In direct response to Bloody Sunday, President Lyndon Johnson, five months later, signed the Voting Rights Act of 1965 into law. Considered by many to be the greatest victory of the civil-rights movement, the Voting Rights Act removed barriers, such as literacy tests, that had long kept Blacks from voting.

Despite the promise of increased political participation by Blacks and other racial minorities created by the Voting Rights Act, its full potential has not been realized by one of the last excluded segments of our society: Americans with felony convictions.

Today, nearly 5 million Americans are literally locked out of the political process by state felon disfranchisement laws that disqualify people with felony convictions from voting.

The historical record reveals that to prevent newly freed Blacks from voting after the Civil War, many state legislatures in the North and South tailored their felon disfranchisement laws to require the loss of voting rights only for those offenses committed mostly by Blacks.

Indeed, in recognition of the fact that Alabama's felon disfranchisement law was enacted in 1901 to prevent Blacks from voting and to reinforce white supremacy, the U.S. Supreme Court, in Hunter v. Underwood, struck down Alabama's provision as unconstitutional. Alabama's felon disfranchisement law was subsequently reenacted.

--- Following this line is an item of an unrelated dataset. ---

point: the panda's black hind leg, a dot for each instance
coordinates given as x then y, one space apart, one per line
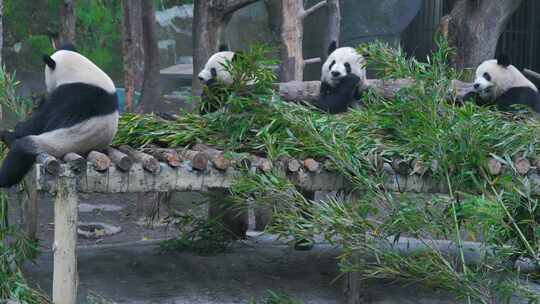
17 163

As intended, modern day felon disfranchisement laws serve to disproportionately weaken the voting strength of Black and Latino communities. This results largely from the disproportionate enforcement of drug laws in Black and Latino communities, which has expanded exponentially the number of people of color subjected to felon disfranchisement.

State felon disfranchisement statues are the most destructive in Black and Latino communities, which are often affected disproportionately by numerous socioeconomic ills, including concentrated poverty, substandard education, housing and healthcare. As a result, people in these communities are even less able to combat these social ills through the ballot box.

Regrettably, 40 years after 600 people literally risked their lives on Bloody Sunday to expand democracy for Blacks and other racial minorities, and in the 40th anniversary year of the passage of the Voting Rights Act of 1965, Blacks and Latinos, rather than experiencing increased political participation, are actually losing their voting rights daily.

It is time to erase felon disfranchisement laws from the books. Indeed, the integrity and legitimacy of America's democracy, and the fulfillment of the promise of the Voting Rights Act and the human sacrifice that led to its passage, depends on it.

Ryan Paul Haygood is assistant counsel at the NAACP Legal Defense and Educational Fund, Inc.